Home Hukum Kerugian Negara Perkara AMU Harus Nyata dan Pasti

Kerugian Negara Perkara AMU Harus Nyata dan Pasti

Jakarta, Gatra.com – Tim kuasa hukum terdakwa Direktur Operasional Ritel PT Askrindo Anton Fadjar Alogo Siregar, menghadirkan dua orang saksi ahli dalam sidang perkara dugaan korupsi Pengelolaan Keuangan PT Askrindo Mitra Utama (PT AMU) Tahun Anggaran 2016-2020.

Zecky Alatas, salah satu kuasa hukum terdakwa Anton Siregar di Jakarta, Senin (1/8), menyampaikan, pihaknya menghadirkan ahli hukum administrasi negara, Dian Simatupang, dan ahli hukum pidana Chairul Huda? pada persiangan yang berlangsung di Pengadilan Tindak Pidana Korupsi Jakarta.

Zecky menyampaikan, Dian awalnya menjelaskan soal penyertaan modal negara berdasarkan Pasal 1 angka 1 Peraturan Pemerintah (PP) Nomor 27 Tahun 2005, yakni merupakan pengalihan kepemilikan yang sebelumnya milik negara menjadi milik badan hukum yang menerimanya.

Menurut dia, kekayaan atau keuangan tersebut selanjutnya dikelola oleh badan hukum yang menerimanya. Pengelolaannya sesuai mekanisme badan hukum tersebut serta tidak lagi tunduk pada mekanisme kekayaan negara pada umumnya dan mekanisme APBN.
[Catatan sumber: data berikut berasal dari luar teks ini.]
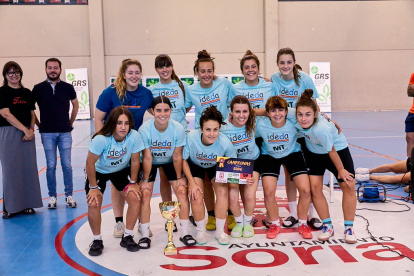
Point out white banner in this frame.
[309,62,332,112]
[65,68,91,119]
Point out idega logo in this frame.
[279,88,299,98]
[151,140,171,149]
[267,133,289,143]
[196,152,217,162]
[67,73,75,81]
[159,89,179,98]
[199,93,220,106]
[106,147,127,159]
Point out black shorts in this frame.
[138,162,177,182]
[405,112,414,132]
[85,167,131,195]
[187,159,216,181]
[261,151,308,180]
[305,147,355,182]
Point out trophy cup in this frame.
[160,201,181,255]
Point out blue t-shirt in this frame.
[271,71,319,107]
[288,108,348,154]
[227,78,276,109]
[183,129,237,168]
[256,117,300,159]
[185,78,231,129]
[148,80,189,131]
[89,129,144,174]
[96,85,154,130]
[138,119,186,165]
[220,120,260,160]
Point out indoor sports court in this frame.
[0,0,414,276]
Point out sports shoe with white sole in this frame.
[216,230,230,245]
[355,168,369,174]
[114,221,125,238]
[355,174,369,182]
[66,196,78,208]
[47,196,57,209]
[344,227,357,243]
[196,227,207,245]
[318,224,335,241]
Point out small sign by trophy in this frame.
[160,201,181,255]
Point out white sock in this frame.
[196,219,206,230]
[272,220,280,226]
[124,228,134,237]
[243,214,253,225]
[216,218,226,233]
[288,201,298,219]
[309,203,319,220]
[180,219,189,238]
[141,222,149,238]
[299,219,307,226]
[234,214,243,225]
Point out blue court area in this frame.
[0,111,414,275]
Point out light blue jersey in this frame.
[148,80,189,131]
[256,117,300,159]
[271,71,319,107]
[183,129,237,168]
[288,108,348,154]
[228,78,276,109]
[138,119,186,165]
[89,129,144,174]
[220,120,260,160]
[185,78,231,129]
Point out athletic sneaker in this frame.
[66,196,78,208]
[120,235,139,252]
[318,224,335,241]
[355,168,369,174]
[355,174,369,182]
[138,222,152,238]
[47,196,57,209]
[216,230,229,245]
[196,227,207,245]
[230,224,243,238]
[344,227,357,243]
[114,221,125,238]
[266,224,281,239]
[298,224,313,239]
[206,216,216,231]
[88,240,104,256]
[227,215,237,230]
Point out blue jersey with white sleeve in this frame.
[220,120,260,160]
[183,129,237,168]
[138,119,186,165]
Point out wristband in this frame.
[89,184,101,190]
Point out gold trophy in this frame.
[160,201,181,255]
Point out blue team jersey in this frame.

Selain itu, lanjut Zecky, Dian juga menyampaikan sesuai Pasal 1 Ayat 1 Peraturan Menteri BUMN Nomor 4 Tahun 2020 bahwa anak usaha BUMN merupakan perseroan terbatas milik BUMN. Keuangan anak perusahaan BUMN bukan keuangan negara.

Pasalnya, modal BUMN berasal dari negara yang dicatat dalam APBN. Setelah itu diterbitkan PP tentang penyertaan modal yang dicatat dalam kas BUMN. “Jadi, keputusan [PMN] bukan dari pemerintah, tapi dari BUMN tersebut,” ujarnya.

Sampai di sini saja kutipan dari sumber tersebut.